Desde las primeras veces en que los políticos promovieron en México la revocación de mandato, como si se tratara de un instrumento extraordinario para aumentar el poder de la soberanía popular, sentí el tufillo populista que suele acompañar los alegatos en favor de mayor injerencia directa de los votantes en la política. Desde luego que existen mecanismos para consultar directamente al electorado sobre ciertos temas y el referendo puede ser especialmente útil para dotar de legitimidad a los arreglos constitucionales o a ciertas medidas legales; la iniciativa popular puede servir para llevar a la agenda legislativa asuntos despreciados por los partidos, pero que cobran relevancia entre grupos de opinión o de presión.

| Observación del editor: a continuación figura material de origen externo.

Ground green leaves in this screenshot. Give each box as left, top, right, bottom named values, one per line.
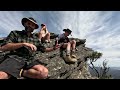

También las consultas sobre temas locales pueden ser muy útiles para acercar la gestión municipal a la ciudadanía. Sin embargo, la revocación de mandato me parece no solo problemática sino peligrosa si no se le regula con mucha prudencia, cosa que no ocurrió en el caso de la reciente reforma constitucional mexicana.

Una característica de los regímenes presidenciales es el período fijo para el que son elegidos los jefes del poder ejecutivo. Juan Linz, entre otros, ha considerado esa una característica negativa del presidencialismo, pues le resta flexibilidad al arreglo político. En efecto, se pueden dar situaciones en las que un Presidente pierda el respaldo popular y su gobierno se enfrente a situaciones de ingobernabilidad por protestas sociales o por el rechazo abierto de importantes grupos de intereses que requieran un relevo, ya sea por corrupción evidente o por inepcia. También puede ocurrir que la Presidencia se vea abiertamente enfrentada al Congreso y sin capacidad alguna para sacar sus presupuestos o avanzar iniciativas sustanciales para su programa de gobierno. En el segundo caso no son infrecuentes los procesos de destitución parlamentaria, como ocurrió en Brasil con Dilma Rousseff o una y otra vez en Perú en los últimos tiempos. En cambio, los procesos de revocación son mucho menos comunes y, cuando se dan, suelen ocurrir en los niveles locales.